Final reflections: collaboration and innovation
[00:45:33] Stuart Lowe That's a really interesting vision. And I hope it does become reality, because you're right, it will it will allow more people to to get closer to these therapies. It should bring down costs, like you say. And this is something that is is as possible to do, just hasn't been done before. So that was probably the trepidation. I was really interested to hear Matt's perspective on how innovation is supporting the cell and gene therapy industry. My key takeaways from our conversation were alongside clinical success comes failures, two, companies that can fail fast and move on to more promising drug candidates stand a better chance of backing winners. Invest in the right areas. Some in gene therapy development requires a lot of CMC, and companies need to be looking at data collection and assay development early on in the product lifecycle. Keep humans in the loop. New technology should be seen as an opportunity to augment the role of operators rather than looking to replace them.
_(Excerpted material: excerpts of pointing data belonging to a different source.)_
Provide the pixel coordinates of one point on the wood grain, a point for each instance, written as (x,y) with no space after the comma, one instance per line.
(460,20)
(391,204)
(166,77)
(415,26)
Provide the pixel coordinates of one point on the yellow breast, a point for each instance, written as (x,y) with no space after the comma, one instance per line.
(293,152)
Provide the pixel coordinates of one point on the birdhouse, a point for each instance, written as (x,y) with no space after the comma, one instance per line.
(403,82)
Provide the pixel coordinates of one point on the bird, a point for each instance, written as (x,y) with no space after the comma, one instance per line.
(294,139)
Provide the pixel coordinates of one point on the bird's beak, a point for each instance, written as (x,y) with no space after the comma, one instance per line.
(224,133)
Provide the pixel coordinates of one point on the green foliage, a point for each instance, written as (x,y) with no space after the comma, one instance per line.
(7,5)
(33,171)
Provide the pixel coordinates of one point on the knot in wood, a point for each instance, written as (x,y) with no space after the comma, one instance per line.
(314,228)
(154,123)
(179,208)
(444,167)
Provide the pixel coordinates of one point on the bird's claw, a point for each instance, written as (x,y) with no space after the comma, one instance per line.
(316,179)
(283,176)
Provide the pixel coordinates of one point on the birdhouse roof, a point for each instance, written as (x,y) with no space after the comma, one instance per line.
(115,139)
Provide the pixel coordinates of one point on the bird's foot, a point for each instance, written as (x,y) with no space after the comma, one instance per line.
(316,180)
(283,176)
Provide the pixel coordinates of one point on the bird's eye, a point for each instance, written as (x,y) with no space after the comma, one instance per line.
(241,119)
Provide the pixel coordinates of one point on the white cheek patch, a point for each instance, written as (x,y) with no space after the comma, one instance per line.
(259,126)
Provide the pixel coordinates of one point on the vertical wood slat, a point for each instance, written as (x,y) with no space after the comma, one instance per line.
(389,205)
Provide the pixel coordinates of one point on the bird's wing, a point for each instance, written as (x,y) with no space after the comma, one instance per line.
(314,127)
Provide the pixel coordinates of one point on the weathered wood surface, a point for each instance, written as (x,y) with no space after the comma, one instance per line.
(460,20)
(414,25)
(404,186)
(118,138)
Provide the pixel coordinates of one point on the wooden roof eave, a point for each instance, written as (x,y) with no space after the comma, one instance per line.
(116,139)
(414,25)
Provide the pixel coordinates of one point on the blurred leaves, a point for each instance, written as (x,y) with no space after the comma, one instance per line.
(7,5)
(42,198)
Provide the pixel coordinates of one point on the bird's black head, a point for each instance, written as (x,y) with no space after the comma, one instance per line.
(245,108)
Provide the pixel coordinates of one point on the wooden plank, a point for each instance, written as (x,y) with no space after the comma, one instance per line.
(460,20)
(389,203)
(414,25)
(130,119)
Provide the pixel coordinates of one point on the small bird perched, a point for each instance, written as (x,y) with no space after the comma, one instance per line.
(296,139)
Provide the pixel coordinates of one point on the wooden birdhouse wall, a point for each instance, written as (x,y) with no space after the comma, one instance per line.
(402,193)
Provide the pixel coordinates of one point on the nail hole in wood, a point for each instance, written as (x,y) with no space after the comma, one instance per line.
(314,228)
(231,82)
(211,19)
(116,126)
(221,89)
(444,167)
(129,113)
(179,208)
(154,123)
As we've heard in this episode, there's no one size fits all approach to how we accelerate the development of cell and gene therapies. But the decisions we take early on in development can have a knock on impact even as far as the clinic. Working with partners can help inform that assessment of how innovation can be deployed and what impact it has on your operations. There's a wealth of experience out there. It's just a case of using it at the right time. And if we do this right, there's no doubt that the potential of cell and gene therapies will be felt by patients across the globe.